I've been benchmarking various sorting algorithms against the built-in sort property and tango.core.Array.sort. Benchmark output follows:

Using arrays of lengths [15,1000,100000,5000000] containing numbers in the range -1000-1000.
Note that odd lengths will be increased by one for the 'median-of-3 killer' sequences used to test quicksort. This means that if a length is odd, one of the arrays will actually have a length one greater than the rest.
Generating 16 arrays................ done.
Each of the 5 algorithms will run 5 times over 4 arrays of each length, for a total of 80 passes for each algorithm, for a total of 400 passes globally.
Heap sort.... .... .... .... ....
15: 0 0 0 | 0 0 0 | 0 0 0 | 0 0 0
1000: 1 1 1 | 1 1 1 | 1 1 1 | 1 1 1
100000: 277 272 285 | 241 232 259 | 232 227 238 | 255 246 269
5000000: 38341 38303 38393 | 17230 17203 17245 | 15873 15853 15891 | 19273 19230 19372
Built-in sort (UNFAIR: DOESN'T CALL FUNCTION FOR COMPARISON).... .... .... .... ....
15: 0 0 0 | 0 0 0 | 0 0 0 | 0 0 0
1000: 1 1 1 | 1 1 1 | 0 0 0 | 1 1 1
100000: 255 251 268 | 160 159 161 | 154 154 155 | 347 333 358
5000000: 16492 16439 16552 | 11571 11526 11666 | 11280 11224 11376 | 27067 26990 27180
Tango sort.... .... .... .... ....
15: 0 0 0 | 0 0 0 | 0 0 0 | XXX
1000: 1 1 1 | 20 20 20 | 24 24 25 | XXX
100000: 194 179 233 | 6372 6347 6384 | 6761 6719 6800 | XXX
5000000: 11201 9917 12065 | 330943 330626 331187 | 351592 351474 351658 | XXX
Introspective sort.... .... .... .... ....
15: 0 0 0 | 0 0 0 | 0 0 0 | 0 0 0
1000: 1 1 1 | 0 0 0 | 0 0 0 | 1 1 1
100000: 190 181 209 | 81 72 115 | 84 70 113 | 244 197 294
5000000: 10088 9916 10251 | 6261 6044 6572 | 5937 5625 6313 | 16955 16393 17550
Merge sort.... .... .... .... ....
15: 0 0 0 | 0 0 0 | 0 0 0 | 0 0 0
1000: 1 1 1 | 2 2 2 | 0 0 0 | 0 0 0
100000: 256 245 281 | 158 151 172 | 113 106 128 | 133 132 136
5000000: 18696 18442 18771 | 9050 9014 9087 | 9348 9331 9358 | 11141 11028 11423

The numbers on the left represent array lengths. For each length, there are four sets of data. In each set, the first number is the average, the second the minimum, and the third the maximum time taken, measured using StopWatch?.

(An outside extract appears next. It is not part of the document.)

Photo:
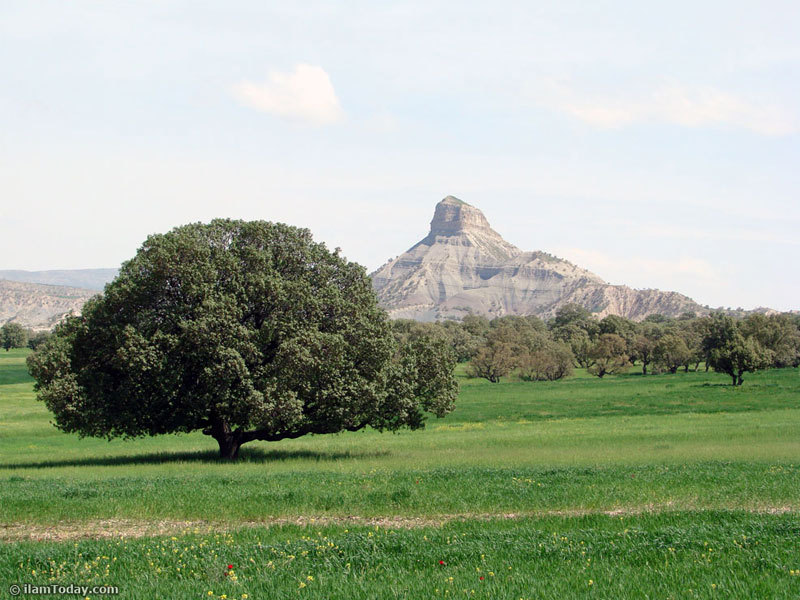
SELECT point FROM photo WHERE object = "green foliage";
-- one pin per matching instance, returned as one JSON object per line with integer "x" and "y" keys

The first set of data is for randomized data in the shown range, generated with Random.
The second set is for a reverse-sorted array.
The third set is for a sorted array.
The fourth set are "median-of-3 killer" sequences. Tango's sort actually crashes due to stack overflow for the bigger arrays here, and hence I've manually corrected the data above to say "XXX".

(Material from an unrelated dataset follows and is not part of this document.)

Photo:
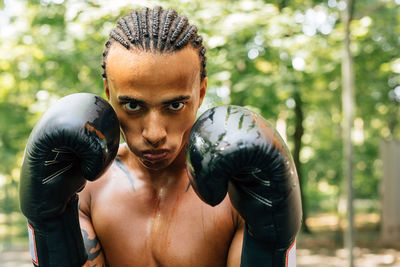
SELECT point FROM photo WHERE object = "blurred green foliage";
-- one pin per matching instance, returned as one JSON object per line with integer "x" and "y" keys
{"x": 272, "y": 57}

For information on introspective sort and the "median-of-3 killers" see this well-written paper.

I suggest that Tango switch to introsort for its core sorting algorithm, as it has the best general-case performance, being on par with the current sort with the randomized data and besting it by a large margin with the other data sets. Note that though merge sort is faster for the median-of-3 killers, it uses O(n) extra storage space.

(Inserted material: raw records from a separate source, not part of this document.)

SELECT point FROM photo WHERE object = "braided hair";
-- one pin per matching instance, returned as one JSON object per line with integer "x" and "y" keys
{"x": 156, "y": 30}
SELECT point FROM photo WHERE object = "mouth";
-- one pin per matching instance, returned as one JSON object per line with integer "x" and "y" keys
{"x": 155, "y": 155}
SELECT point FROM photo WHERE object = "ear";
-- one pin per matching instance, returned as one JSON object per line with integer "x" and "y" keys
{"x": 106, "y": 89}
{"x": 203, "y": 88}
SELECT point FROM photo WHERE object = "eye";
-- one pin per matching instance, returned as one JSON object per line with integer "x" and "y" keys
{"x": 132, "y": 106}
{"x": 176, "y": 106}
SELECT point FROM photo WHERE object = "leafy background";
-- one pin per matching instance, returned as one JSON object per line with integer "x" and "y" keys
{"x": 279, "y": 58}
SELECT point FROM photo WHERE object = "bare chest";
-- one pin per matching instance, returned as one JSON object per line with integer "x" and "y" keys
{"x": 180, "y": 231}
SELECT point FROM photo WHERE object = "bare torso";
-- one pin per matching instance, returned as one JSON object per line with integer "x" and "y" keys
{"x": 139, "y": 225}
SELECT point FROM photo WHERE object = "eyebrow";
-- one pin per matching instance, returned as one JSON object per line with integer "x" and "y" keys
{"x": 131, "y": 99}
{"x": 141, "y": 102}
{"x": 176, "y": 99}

I also suggest that, to improve performance in the general case, a templated version of sort which does not take a predicate be written. In my benchmarking I've noticed that run times can even halve when "cmp(a, b)" is rewritten to "a < b". It would be simple to, for instance, have sort take as a template argument a boolean which dictates whether to sort in ascending or descending order. (Note that Tango's current sort as well as introsort outperform the built-in sort, even though they prevent the compiler from inlining comparisons. Allowing inlining would give them a far greater advantage.)

For now I'm only attaching the benchmark code, which includes all of the sort algorithms mentioned above, as well as some others. If asked, I can write versions that are more ready to go in Tango, templated as mentioned above.